Je ne vais pas tourner autour du pot : je veux complètement révolutionner les jeux de rôle. Nous devons perfectionner notre jeu jusqu'à ce que cette révolution soit possible. Révolutionner l'utilisation du scénario, des choix et des conséquences. L'utilisation des compétences. Ce qu'une compétence signifie. Je veux qu'il y ait des compétences pacifiques qui représentent la vie pour de vrai, l'imagination humaine, la tristesse, le pouvoir de suggestion, la danse, enfin vous savez, cette myriade d'expériences authentiques que permettent les jeux de rôle sur table et notre réalité. Je ne veux pas de toutes ces fusillades à base de nombres, de ces structures qui encouragent l'agressivité, de toutes ces choses bizarres et idiotes que les jeux utilisent en général.
Je veux que les gens attendent beaucoup plus de l'écriture dans les jeux vidéo. Je veux que l'écriture devienne si bonne qu'il y ait une fuite des cerveaux. Que les romanciers et les scénaristes avec de grandes ambitions viennent écrire pour des jeux. Qu'ils comprennent qu'on peut réellement se servir d'un jeu vidéo pour dire quelque chose qui aura de la valeur pendant cent ans. Qu'on peut exprimer ce qu'on veut vraiment exprimer grâce à nos personnages, et pas juste se contenter de produire ce qu'une licence exige.

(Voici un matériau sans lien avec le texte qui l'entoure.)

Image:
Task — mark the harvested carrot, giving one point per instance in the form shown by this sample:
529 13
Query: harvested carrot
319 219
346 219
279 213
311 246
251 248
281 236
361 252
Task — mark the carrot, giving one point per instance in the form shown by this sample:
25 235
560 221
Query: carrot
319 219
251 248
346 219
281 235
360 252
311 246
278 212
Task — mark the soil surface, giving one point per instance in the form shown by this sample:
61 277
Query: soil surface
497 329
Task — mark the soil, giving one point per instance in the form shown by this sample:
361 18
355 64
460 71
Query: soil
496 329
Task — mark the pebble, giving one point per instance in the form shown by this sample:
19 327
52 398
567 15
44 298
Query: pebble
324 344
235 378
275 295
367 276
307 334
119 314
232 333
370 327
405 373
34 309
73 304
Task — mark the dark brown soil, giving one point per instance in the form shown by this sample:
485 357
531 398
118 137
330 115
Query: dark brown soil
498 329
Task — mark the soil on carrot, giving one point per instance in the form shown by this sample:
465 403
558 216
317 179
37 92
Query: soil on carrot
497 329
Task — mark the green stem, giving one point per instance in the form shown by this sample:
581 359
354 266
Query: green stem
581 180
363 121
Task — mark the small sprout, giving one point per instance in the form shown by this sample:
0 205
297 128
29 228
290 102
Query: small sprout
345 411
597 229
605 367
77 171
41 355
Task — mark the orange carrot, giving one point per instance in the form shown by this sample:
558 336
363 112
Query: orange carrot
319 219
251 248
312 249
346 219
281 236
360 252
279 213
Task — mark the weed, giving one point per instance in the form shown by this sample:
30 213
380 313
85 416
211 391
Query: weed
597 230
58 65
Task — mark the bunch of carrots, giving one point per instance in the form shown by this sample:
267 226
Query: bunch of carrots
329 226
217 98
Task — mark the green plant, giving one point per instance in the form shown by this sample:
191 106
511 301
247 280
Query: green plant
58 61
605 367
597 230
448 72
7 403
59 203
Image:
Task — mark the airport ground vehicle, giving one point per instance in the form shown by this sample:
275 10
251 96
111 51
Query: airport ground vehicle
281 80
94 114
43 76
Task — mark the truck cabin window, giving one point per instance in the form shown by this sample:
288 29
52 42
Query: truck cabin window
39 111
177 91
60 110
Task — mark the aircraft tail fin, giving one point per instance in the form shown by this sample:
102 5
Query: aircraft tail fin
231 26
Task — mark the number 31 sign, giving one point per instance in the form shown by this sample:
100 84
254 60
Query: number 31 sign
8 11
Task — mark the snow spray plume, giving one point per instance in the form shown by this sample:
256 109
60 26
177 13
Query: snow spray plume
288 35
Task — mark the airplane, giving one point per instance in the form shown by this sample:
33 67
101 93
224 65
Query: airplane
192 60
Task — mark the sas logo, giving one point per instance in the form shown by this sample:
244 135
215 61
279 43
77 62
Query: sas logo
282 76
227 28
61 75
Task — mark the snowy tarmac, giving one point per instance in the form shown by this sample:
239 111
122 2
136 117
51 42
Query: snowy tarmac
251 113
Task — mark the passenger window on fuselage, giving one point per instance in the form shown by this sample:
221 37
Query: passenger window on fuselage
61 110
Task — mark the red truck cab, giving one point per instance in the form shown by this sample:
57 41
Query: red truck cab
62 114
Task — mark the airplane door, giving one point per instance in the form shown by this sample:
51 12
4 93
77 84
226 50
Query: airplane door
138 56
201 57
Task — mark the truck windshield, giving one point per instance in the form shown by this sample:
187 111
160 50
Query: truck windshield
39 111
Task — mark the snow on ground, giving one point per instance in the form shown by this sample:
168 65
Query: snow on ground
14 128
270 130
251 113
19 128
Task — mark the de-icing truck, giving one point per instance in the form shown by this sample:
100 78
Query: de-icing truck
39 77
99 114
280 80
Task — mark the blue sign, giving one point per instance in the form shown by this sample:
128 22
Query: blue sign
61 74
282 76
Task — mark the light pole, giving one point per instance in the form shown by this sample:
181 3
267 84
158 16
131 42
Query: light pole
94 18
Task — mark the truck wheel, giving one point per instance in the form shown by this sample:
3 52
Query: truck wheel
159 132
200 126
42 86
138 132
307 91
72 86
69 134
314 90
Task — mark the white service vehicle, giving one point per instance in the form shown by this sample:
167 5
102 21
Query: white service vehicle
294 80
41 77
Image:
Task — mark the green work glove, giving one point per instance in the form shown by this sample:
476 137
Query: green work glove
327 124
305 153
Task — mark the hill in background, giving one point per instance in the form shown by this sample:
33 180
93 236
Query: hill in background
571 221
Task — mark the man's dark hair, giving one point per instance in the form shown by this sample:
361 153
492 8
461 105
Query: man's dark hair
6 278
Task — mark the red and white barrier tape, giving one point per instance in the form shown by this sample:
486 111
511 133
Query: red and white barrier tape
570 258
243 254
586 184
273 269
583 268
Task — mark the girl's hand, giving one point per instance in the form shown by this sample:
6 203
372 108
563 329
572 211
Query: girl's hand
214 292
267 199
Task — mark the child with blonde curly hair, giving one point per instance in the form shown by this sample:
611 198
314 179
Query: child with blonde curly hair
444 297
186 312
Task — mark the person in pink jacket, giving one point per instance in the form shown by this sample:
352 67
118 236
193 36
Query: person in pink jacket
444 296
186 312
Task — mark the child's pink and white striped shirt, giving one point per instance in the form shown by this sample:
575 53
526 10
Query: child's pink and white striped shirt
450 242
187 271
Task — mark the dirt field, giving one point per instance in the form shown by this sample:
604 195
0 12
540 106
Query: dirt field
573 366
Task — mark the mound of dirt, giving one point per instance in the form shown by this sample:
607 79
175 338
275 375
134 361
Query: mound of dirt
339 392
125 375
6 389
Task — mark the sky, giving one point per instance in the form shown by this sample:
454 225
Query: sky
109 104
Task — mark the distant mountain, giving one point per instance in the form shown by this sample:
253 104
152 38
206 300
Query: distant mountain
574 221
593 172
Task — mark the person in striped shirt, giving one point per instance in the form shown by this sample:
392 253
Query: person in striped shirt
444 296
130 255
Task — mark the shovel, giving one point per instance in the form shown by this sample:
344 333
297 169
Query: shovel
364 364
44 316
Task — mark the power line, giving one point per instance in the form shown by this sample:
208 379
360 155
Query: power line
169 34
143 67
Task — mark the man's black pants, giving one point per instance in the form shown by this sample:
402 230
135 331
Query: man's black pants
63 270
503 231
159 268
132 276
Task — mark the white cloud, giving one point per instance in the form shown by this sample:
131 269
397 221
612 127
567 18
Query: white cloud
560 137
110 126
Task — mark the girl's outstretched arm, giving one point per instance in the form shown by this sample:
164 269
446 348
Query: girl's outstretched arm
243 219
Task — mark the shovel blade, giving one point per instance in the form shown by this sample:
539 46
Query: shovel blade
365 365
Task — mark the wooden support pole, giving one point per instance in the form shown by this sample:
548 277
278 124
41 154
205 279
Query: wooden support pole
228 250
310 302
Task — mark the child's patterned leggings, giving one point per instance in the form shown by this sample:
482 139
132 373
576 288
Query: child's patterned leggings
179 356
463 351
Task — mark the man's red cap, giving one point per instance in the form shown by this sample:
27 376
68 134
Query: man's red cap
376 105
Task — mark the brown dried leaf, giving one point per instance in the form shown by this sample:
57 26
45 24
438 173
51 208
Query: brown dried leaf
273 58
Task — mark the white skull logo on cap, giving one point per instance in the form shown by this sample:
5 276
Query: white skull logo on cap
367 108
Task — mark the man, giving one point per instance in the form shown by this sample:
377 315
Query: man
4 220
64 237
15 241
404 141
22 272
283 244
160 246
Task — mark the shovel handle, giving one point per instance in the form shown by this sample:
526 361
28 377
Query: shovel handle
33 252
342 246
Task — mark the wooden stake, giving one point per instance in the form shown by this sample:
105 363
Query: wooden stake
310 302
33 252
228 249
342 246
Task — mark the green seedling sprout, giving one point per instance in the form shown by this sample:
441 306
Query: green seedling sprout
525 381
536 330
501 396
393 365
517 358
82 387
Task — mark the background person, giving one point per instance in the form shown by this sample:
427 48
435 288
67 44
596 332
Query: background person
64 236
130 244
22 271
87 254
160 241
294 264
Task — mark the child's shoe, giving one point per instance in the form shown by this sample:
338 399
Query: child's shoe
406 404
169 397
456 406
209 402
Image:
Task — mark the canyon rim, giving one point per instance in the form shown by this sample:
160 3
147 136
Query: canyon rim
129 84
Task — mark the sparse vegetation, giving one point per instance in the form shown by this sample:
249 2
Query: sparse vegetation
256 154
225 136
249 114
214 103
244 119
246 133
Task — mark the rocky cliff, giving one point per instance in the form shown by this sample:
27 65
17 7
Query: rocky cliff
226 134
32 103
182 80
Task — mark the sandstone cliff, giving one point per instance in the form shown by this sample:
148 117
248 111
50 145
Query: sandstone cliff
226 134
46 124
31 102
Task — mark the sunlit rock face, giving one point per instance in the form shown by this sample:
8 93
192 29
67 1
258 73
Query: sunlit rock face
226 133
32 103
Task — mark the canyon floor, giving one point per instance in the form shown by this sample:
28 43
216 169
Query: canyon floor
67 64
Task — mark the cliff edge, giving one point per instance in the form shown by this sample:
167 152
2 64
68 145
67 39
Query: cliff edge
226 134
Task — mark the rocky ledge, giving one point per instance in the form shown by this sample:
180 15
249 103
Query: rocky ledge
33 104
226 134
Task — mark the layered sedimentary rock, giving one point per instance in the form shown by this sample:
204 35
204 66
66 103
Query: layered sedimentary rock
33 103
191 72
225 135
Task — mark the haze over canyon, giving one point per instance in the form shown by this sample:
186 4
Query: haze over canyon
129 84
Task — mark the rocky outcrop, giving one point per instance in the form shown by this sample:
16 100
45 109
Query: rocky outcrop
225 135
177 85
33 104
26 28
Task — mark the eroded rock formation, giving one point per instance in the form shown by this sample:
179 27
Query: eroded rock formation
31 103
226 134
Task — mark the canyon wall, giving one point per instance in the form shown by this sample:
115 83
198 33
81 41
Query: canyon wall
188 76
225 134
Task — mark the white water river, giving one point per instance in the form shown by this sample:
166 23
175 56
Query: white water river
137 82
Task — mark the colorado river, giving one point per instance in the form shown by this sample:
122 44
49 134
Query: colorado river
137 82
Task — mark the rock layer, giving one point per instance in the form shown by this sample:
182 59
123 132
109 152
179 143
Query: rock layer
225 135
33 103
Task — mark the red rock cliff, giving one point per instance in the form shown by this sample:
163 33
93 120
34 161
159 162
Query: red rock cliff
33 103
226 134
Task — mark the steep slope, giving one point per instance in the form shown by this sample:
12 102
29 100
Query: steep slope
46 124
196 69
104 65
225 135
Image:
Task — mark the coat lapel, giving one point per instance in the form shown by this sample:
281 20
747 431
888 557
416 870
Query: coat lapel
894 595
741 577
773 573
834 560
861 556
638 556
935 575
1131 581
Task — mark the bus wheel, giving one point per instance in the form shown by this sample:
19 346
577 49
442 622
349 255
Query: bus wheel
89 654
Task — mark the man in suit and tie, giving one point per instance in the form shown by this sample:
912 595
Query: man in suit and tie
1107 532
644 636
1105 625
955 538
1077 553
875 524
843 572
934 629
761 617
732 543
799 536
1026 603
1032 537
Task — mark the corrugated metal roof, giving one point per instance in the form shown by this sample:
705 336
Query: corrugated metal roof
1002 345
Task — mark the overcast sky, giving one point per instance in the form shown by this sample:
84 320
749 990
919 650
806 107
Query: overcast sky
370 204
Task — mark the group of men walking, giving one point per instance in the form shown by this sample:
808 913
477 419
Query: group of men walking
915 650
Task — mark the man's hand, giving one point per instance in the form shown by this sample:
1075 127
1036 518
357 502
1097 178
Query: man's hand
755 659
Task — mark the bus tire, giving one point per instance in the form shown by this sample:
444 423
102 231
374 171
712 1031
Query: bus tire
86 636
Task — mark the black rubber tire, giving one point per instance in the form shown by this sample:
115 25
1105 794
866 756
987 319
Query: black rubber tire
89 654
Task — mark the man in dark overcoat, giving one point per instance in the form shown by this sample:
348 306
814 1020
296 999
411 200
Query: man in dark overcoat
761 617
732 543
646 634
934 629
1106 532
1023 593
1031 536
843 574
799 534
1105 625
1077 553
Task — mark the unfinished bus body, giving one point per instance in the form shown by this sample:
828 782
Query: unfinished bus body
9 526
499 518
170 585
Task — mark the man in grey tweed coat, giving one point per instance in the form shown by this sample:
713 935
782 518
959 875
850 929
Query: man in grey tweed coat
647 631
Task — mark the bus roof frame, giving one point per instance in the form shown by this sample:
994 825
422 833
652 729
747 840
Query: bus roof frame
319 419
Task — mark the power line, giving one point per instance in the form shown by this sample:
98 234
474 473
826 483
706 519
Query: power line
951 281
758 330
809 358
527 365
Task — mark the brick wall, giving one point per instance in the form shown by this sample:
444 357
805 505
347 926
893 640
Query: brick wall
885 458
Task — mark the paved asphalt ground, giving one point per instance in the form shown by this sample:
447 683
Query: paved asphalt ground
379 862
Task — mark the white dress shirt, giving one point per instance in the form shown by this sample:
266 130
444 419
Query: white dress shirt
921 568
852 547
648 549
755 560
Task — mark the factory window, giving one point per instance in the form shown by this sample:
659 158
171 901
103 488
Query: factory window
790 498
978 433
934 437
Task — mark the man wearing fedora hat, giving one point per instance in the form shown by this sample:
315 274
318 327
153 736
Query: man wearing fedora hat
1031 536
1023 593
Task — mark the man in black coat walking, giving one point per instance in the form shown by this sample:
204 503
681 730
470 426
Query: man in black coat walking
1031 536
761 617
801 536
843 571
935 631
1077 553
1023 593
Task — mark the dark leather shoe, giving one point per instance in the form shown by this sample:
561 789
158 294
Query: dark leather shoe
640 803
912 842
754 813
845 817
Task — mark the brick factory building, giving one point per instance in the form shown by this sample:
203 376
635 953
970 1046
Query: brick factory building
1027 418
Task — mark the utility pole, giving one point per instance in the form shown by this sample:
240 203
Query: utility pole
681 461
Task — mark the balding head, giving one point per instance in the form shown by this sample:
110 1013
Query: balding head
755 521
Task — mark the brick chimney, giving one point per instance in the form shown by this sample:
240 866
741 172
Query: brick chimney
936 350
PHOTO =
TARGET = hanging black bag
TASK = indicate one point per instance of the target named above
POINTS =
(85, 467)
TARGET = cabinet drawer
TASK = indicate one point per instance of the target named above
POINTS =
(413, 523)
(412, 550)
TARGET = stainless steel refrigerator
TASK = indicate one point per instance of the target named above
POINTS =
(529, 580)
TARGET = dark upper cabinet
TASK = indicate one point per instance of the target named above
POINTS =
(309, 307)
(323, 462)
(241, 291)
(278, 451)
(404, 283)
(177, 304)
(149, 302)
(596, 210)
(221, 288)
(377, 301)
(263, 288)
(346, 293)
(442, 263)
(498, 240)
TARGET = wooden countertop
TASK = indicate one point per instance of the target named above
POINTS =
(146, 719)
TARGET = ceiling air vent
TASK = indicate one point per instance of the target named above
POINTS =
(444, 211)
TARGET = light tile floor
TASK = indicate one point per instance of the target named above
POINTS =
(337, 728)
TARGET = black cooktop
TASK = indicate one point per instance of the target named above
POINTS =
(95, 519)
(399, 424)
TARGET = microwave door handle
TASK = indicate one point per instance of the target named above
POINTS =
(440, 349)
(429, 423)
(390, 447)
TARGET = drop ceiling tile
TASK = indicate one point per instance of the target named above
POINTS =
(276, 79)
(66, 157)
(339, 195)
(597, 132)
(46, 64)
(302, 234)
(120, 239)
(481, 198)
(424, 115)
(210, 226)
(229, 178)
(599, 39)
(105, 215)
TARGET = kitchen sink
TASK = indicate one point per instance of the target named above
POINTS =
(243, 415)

Je veux qu'il y ait des mondes fictionnels qui parlent de notre réalité à nous. Des problèmes politiques auxquels nous sommes confrontés, des structures géopolitiques autour de nous, des problèmes du monde moderne, etc. Des mondes qui ne nous laissent pas desséchés, esseulés, abandonnés lorsqu'on en a fait le tour. Des mondes qui, plutôt, nous donnent des outils pour vivre et du contexte sur ce qui nous arrive. Qui nous donnent la force de continuer à vivre, au lieu de nous vider jusqu'à ce qu'on se dise « oh mon dieu, je veux retourner au pays des Elfes, mais je ne peux pas, j'en ai déjà fait le tour ».
Le plus beau des objectifs de cette révolution dans la construction de monde, c'est que les gens abordent différemment l'idée d'évasion. Je veux qu'ils se sentent bien lorsqu'ils en reviennent, mieux armés, prêts à accomplir des choses, qu'ils aient de nouvelles blagues pour se représenter leur quotidien. Les Sith, les Jedi, ce sont vraiment des métaphores nazes pour parler de la politique. Elles abrutissent. Elles n'expliquent rien. Voldemort n'aide pas à appréhender ce qu'est Trump. C'est stupide. Ça rend idiot. L'imaginaire fournit des outils pour affronter le monde, mais de mauvais outils nous en rendent incapables. Je veux qu'on construise des mondes qui nous en rendent capables. Qui nous permettent de mieux lui faire face.